Prisoner Re-entry Mediation – Better than cable everytime!
Last week in Trinidad there was a furore when it was announced by the Prisons Commissioner that cable television would be installed in the nation’s prisons. Citizens aired their views via radio, television and the press and it seemed that outrage was the prevailing feeling over this initiative. The majority of opinions seemed to favour the treatment of prisoners as outcasts from society who, having been sentenced to a term in prison, should be provided with food, water, a bed and a suit of clothes and absolutely nothing else for the entirety of their sentence! No cable TV, no conjugal visits, no educational programmes. In this climate, is there a place for mediation? My answer (of course) would be a resounding YES!

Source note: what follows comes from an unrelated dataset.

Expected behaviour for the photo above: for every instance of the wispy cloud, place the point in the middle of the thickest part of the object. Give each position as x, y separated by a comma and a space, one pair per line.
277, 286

What the people who think of prison as a vast, empty wasteland fail to remember is that most prisoners will be released back into society at some point. Therefore, it seems the sensible thing to provide prisoners with tools that will ensure that when they are released, they can re-enter society and I would argue that the introduction of mediation in prison will have just as many benefits for society as for the prisoner himself. One form in which mediation could be introduced is as a reintegration tool through a prisoner re-entry mediation programme.
In a re-entry mediation programme, a few months before a prisoner is to be released, the process of mediation is explained to him and he is asked whether he wants to engage in mediation with any one of the persons who will play a part in his release and re-integration. Prisoners usually identify parents, siblings, spouses, the mother/father of their children and their children, if they are of an age where they can participate effectively in mediation, as parties with whom they wish to engage in mediation.

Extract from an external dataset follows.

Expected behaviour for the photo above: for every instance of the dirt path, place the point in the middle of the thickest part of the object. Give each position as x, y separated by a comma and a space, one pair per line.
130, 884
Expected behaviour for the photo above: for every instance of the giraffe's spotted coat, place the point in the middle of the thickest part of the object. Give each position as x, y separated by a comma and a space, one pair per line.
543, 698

The subject matter of re-entry mediation ranges from housing arrangements, to reuniting with family members or other important people in their lives and even the creation of a parenting plan for children who they would have been somewhat estranged from but with whom they wish to re-establish a relationship.

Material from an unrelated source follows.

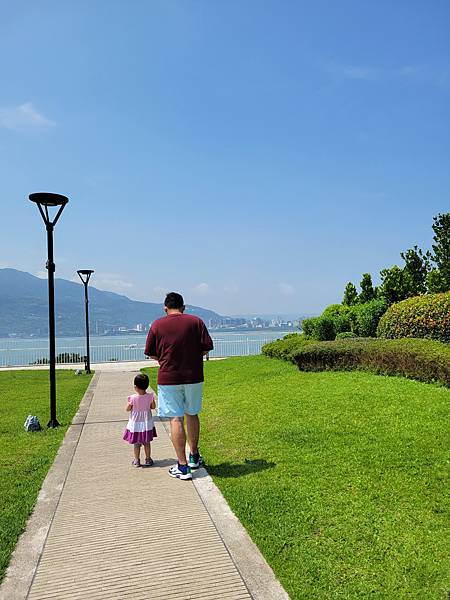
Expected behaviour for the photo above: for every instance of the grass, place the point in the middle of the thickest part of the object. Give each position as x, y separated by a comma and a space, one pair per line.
339, 477
25, 458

The goal, as in any other type of mediation, is to get the prisoner and the party with whom he is engaging in mediation to listen to, and show respect for, each other’s point of view and establish better relationships between them. When they rejoin their families and communities, the ex-inmates will put their new communication skills to work in the households and neighborhoods where their problems often began.
The benefits of re-entry mediation are some of the same benefits you get in any other type of mediation. It saves time and money and each party has an equal chance to be heard. However, most importantly, having resolved issues with their family members with whom they are in all likelihood going to reside upon their release, and having had the opportunity to make plans for employment, education and even treatment for drug & alcohol abuse, ex-inmates stand a much better chance of not falling into the traps which exist for them to run afoul of the law and return to prison.
Society needs to realize that there must be a balance between retribution and rehabilitation in prisons. If it cannot initially throw its support behind cable television and conjugal visits then certainly it can start with mediation.